Good thing he is not denying he took the picture, that would have to be some hacker who was able to sneak in and take a picture of Weiner’s, well, you know.

Shaquille O’Neal announced his retirement on Twitter. Technology has come a long way since Brett Favre announced his first retirement via Western Union telegraph.

New York Rep. Anthony Weiner said he cannot say with certitude the picture of a male crotch sent to a college girl and posted on twitter was not of him. Upon hearing this, Sarah Palin corrected; “When he said certitude, what he meant was positiviosity.”


It’s time to play another episode of

Four Heterophobic Gay Guys

Picture again, if you will, four very nattily attired fit, handsome-to-pretty gay men in their early thirties. They are lounging outside at a table of a chic upper West Side restaurant enjoying smart cocktails. And they love to heckle straight men as they walk by.

“Look at this ape. Hey, Arnold, shouldn’t you be impregnating a homely servant?”

“Yeah, are you the Terminal-ate-her – get it, like Terminator but . . .”

“We got it, Alphonse, talk to the hairy palm.”

“Check out, “Brokeback Mountain” in the jeans and boots, hey, did the Marlboro man go missing?”

“Yeah, Clint Leastwood, the Indigo Girls want their flannel shirt back.”

“Check out Mr. Businessman in the boring charcoal suit and red tie. Wall Street? More like Mall Street.”

“Hey Brooks, your brother called and he said you make Tim Pawlenty look sexy.”

“Wait, what? Tim Pawlenty is sexy.”

“Oh, get over yourself, Wallace, Tim Pawlenty is so “I stopped trying to find my wife’s g-spot.”

“Isn’t Tim Pawlenty a member of the tea bag party?”

(Giggles all around followed by awkward high fives)

“No way, Stefan, Pawlenty’s got that Marriot Hotel ball room, “I am going to start this meeting with a Power Point display” sexy thing happening.”

“Oh, oh, check out bowling shirt and cargo shorts man. Hey, Charlie, the Sheen is off you.”

“Two and a Half Men?” More like three quarters of a hot mess.” 


* When I took the subway to the World Trade Center, circa 1985, this is what one conductor would chant over the intercom when we pulled in and were about to unload. He would have everyone in the cars chant it with him. Such a simple gesture, but it made everyone’s day.

Tuesday, May 31, 2011

Neighbors are eavesdropping on the newly retired Oprah. Here is a list of the top ten things heard coming from Oprah’s house:

#10 “Stedman, get out of that ratty bathrobe and stop playing Xbox.”

#9 “Did you know we had an exercise bike? I didn’t know we had an exercise bike.”

#8 “When the hell is that cable guy going to show up?”

#7 “Hey Stedman, I’m about to bet ten million dollars in this online poker game, what is higher, a flush or a straight?”

#6 “If it's that load Dr.

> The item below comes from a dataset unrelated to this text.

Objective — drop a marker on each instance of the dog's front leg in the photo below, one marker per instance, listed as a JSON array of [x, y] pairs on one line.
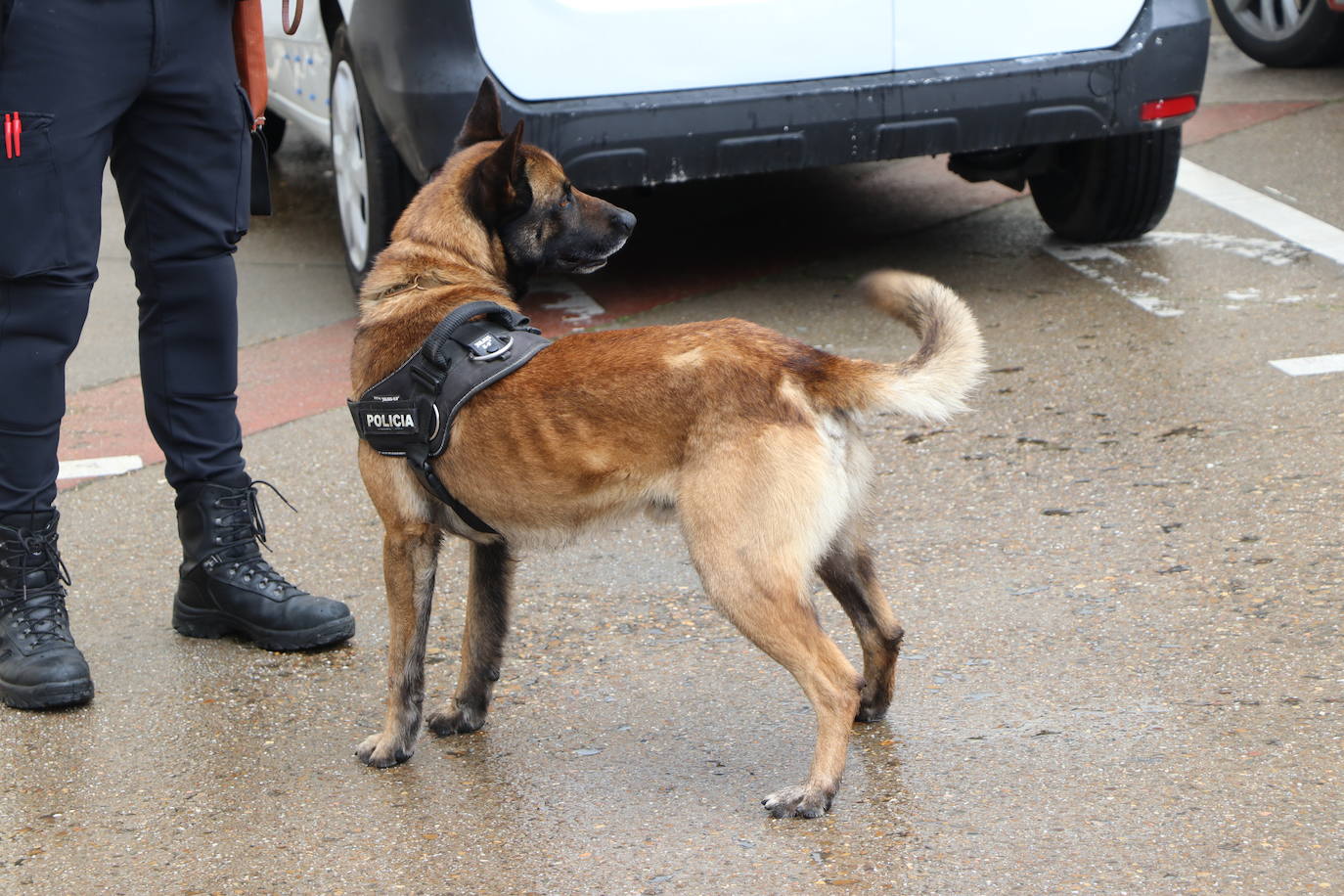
[[409, 564], [482, 641]]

Phil, tell him I'm not here."

#5 “Dammit, Cruise, for the last time, stop jumping up and down on the damn couch.”

#4 “I am not paranoid, I’m telling you I hear Navy Seals out there.”

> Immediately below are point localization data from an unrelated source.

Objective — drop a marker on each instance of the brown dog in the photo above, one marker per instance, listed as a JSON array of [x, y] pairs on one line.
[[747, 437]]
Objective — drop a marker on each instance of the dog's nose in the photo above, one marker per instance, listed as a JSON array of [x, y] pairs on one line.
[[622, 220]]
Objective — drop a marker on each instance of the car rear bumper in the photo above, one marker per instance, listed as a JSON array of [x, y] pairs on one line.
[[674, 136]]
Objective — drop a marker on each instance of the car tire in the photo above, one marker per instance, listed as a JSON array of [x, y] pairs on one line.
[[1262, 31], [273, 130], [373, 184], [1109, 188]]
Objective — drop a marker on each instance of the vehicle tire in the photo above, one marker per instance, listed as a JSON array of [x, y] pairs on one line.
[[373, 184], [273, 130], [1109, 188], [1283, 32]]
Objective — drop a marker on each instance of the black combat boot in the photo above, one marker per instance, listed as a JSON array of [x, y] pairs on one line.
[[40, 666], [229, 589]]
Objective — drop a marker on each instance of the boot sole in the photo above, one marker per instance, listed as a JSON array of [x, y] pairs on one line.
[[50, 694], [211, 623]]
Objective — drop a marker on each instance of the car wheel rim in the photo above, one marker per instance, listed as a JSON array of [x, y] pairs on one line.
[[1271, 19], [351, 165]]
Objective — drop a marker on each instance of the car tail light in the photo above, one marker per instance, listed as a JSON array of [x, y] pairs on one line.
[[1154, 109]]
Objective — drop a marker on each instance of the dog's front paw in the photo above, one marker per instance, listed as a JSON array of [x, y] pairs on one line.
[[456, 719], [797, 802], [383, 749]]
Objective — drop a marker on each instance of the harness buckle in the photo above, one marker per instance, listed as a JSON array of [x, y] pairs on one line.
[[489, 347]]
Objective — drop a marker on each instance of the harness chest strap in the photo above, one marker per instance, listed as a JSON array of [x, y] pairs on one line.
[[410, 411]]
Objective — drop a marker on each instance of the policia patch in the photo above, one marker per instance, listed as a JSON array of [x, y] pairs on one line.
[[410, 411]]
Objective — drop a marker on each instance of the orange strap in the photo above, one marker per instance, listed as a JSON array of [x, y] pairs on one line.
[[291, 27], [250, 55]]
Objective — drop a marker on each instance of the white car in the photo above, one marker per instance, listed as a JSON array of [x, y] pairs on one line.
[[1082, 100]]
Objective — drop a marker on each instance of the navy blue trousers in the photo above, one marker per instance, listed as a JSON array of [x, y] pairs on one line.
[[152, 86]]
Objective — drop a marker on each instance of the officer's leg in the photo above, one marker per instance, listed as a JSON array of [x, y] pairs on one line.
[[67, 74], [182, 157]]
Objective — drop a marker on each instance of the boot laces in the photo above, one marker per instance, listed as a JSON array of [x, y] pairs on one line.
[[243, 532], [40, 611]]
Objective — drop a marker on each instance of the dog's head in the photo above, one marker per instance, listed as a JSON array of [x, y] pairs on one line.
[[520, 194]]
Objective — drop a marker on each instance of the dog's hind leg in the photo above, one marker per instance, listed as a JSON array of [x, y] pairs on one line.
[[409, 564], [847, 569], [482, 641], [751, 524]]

#3 “So which is a better deal, renting Disneyland or buying Disneyland?”

# 2 “We give Stedman how much for his allowance?”

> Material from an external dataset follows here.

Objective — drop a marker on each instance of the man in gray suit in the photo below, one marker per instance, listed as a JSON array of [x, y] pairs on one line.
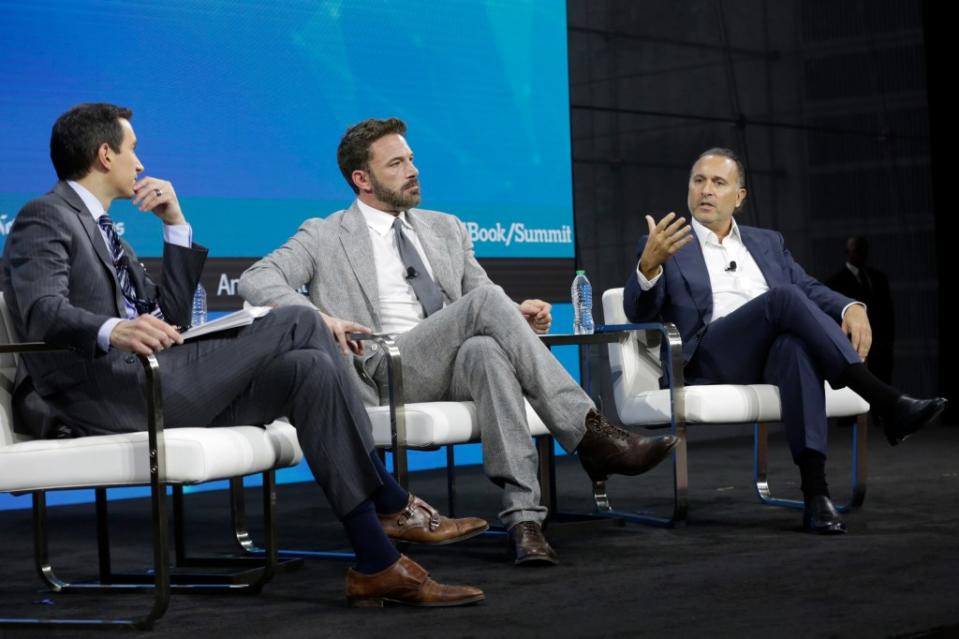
[[412, 272], [70, 281]]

And the number one thing heard coming from Oprah’s house:

“Ask the pizza guy if he can break a billion.”
While filming "Jersey Shore" in Italy, Snooki drove into the back of a police car. The officers were treated for a mild case of whiplash and a severe case of a sexually transmitted disease.

That is quite a switch: Snooki rear-ending two strangers.